Wall Street's rally is becoming increasingly dependent on a small group of mega-cap technology stocks, Standard Chartered analyst Daniel Lam warned on CNBC Thursday, raising concerns that weakening market breadth could make the gains harder to sustain.
“Equities is right now being driven by very very narrow subset of stocks”, Lam, Head of Cross-Asset Derivative Strategy at Standard Chartered Wealth Solutions, said, and added that the high-end semiconductor stocks or the memory stocks are the ones that are driving equity market stocks.
A Handful Of Tech Stocks Continue To Lead
A small group of AI-linked mega-cap tech stocks, including Nvidia (NASDAQ:NVDA), Alphabet (NASDAQ:GOOG) (NASDAQ:GOOGL), and Apple (NASDAQ:AAPL), have driven a significant share of the S&P 500's recent gains, reflecting renewed concentration in the market rally.
Shares of Nvidia and Apple have gained about 14% this year, while Alphabet rose 22%.

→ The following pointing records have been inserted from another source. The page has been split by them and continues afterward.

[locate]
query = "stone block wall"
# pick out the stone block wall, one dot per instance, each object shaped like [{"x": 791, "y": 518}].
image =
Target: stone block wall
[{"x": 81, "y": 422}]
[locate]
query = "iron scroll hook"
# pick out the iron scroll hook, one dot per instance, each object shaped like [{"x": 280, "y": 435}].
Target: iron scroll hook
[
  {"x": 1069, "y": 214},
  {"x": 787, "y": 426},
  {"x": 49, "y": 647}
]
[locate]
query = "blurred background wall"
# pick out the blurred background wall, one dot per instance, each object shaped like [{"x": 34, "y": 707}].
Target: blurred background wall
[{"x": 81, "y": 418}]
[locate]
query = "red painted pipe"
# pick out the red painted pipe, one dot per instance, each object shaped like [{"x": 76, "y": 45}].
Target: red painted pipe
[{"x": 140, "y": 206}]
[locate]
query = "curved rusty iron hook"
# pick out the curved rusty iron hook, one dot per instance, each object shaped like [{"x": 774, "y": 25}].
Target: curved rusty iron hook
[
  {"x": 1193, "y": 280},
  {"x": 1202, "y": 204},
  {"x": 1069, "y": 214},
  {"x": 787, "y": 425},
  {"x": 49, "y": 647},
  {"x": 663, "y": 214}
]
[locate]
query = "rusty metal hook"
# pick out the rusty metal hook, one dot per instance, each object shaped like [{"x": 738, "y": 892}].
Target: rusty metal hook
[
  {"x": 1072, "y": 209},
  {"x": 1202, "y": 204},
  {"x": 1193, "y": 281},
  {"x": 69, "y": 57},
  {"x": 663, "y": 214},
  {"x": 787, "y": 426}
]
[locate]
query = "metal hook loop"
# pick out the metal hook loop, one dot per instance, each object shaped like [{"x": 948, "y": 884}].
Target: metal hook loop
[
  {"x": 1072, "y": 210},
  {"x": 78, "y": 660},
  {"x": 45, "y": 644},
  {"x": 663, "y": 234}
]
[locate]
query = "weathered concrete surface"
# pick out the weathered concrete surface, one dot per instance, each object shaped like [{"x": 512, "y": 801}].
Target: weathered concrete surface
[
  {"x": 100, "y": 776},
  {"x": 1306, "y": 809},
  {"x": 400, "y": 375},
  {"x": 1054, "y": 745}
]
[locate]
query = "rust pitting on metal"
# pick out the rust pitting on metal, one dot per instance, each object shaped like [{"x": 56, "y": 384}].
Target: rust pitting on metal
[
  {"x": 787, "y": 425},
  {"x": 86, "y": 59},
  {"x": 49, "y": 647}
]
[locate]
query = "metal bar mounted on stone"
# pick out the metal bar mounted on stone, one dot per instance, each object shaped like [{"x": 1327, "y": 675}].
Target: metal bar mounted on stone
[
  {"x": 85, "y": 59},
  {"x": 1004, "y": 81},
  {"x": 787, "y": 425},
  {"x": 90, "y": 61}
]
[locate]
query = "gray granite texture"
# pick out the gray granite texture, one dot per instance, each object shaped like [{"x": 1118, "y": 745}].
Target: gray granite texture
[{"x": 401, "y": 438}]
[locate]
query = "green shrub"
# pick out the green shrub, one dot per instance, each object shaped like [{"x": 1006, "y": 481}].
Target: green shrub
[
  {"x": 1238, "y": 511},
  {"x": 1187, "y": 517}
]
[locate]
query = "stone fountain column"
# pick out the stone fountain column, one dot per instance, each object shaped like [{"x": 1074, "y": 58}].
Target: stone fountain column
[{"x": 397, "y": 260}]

Analysts Warn Market Breadth Is Narrowing
Lam added that persistently high interest rates could eventually force investors to reassess current equity valuations, and added that investors may eventually begin to realize valuations have become stretched, potentially increasing the risk of a broader market correction.
“Investors heavily exposed to broad equity indexes should consider diversifying beyond the market's largest constituents to reduce concentration risk,” analysts at UBS said in a note last week.
AI Enthusiasm Continues To Fuel Mega-Cap Gains
Earlier this month, Goldman Sachs analysts said institutional investors are increasingly treating AI-linked stocks as long-term core holdings rather than high-risk growth trades, with many choosing to hold through market volatility amid concerns about being underexposed to the sector's long-term potential.
The AI optimism has been driven by soaring demand for generative AI tools, massive investments in chips and data centers, and expectations that AI could transform industries and boost corporate profits.
Broader Market Participation Remains Weak
Reduced traffic through the Strait of Hormuz amid escalating tensions between the U.S. and Iran has driven oil prices higher, fueling supply-chain disruptions and renewed inflation concerns across the global economy.
Even if the Strait of Hormuz reopens, supply chains could take time to normalize, a lingering risk analysts say global equity markets may not yet be fully pricing in, Lam said.